The island Emma chooses for her and Maddy’s next work assignment in Minneapolis, Minnesota, is much like the metaphorical island she uses to describe herself in relation to others. The island is extremely inconvenient and difficult to get to. It’s just large enough for a few people to reside on. The single pontoon is the only way on and off the island, leaving it up to Emma and Maddy to decide who comes and goes and when. Emma’s small, metaphorical island is more untouchable even than the literal island. While Maddy and Amber are residents of Emma’s metaphorical island, “everyone else is on the shore [and] sometimes [Emma] wish[es she] could go get them, but […] do[esn’t] have the space for them” (150).

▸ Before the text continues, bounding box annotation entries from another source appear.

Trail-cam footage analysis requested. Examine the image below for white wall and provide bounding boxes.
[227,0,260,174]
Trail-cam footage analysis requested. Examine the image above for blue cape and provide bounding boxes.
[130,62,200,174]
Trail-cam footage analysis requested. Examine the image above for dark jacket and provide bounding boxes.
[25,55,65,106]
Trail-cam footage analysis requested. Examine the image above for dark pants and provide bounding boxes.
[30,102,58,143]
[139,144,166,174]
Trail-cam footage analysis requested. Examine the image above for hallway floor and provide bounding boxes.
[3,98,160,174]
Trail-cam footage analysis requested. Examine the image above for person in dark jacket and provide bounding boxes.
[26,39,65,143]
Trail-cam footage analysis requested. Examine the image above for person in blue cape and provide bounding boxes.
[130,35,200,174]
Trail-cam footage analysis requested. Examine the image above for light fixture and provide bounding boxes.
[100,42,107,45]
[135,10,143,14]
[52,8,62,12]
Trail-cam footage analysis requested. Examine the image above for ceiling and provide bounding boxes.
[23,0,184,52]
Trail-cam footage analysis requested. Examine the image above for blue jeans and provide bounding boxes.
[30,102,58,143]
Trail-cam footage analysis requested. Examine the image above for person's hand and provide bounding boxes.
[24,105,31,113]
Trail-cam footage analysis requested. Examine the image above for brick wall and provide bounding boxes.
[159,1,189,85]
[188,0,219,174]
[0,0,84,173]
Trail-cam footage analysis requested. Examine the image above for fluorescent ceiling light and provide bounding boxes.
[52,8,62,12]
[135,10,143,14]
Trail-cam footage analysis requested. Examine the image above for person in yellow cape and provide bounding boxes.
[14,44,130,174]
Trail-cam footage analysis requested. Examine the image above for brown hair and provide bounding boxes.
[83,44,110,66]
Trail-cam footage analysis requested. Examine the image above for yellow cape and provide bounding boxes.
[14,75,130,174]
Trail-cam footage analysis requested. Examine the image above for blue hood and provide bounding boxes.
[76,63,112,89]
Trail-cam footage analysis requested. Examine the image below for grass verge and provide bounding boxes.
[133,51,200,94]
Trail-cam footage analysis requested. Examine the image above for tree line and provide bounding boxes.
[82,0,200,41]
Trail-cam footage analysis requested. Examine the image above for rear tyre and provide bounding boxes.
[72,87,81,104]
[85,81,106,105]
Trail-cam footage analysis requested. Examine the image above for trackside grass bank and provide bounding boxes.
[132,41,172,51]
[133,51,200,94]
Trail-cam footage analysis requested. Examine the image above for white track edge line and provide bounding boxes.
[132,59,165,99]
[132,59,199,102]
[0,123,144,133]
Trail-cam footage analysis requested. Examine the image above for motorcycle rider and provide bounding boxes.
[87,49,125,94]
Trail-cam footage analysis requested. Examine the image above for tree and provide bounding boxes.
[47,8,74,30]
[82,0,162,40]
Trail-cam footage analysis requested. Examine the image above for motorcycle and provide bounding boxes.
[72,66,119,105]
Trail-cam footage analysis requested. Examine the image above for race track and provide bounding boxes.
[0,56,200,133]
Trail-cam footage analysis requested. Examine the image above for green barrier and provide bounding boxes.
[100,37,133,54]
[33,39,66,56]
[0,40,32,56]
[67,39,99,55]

When Emma becomes sick, she experiences firsthand the dangers of isolating herself on these islands. In the case of the literal island, there is no way for Justin or paramedics to access the island quickly should she need them. In these scenes, Maddy is across the country and not available to care for Emma or ferry people over with the pontoon, and Neil, the owner of the yacht and the only other mode of lake transportation, is out of the country. In the case of the metaphorical island, Emma feels all alone in a cottage with no address, “a million miles from shore and nobody was coming” (269). This isolation is confirmed by her call to Amber, which goes straight to voicemail. Nobody on her metaphorical island is available to help her, and Emma begins to see the disadvantages and dangers of this coping mechanism.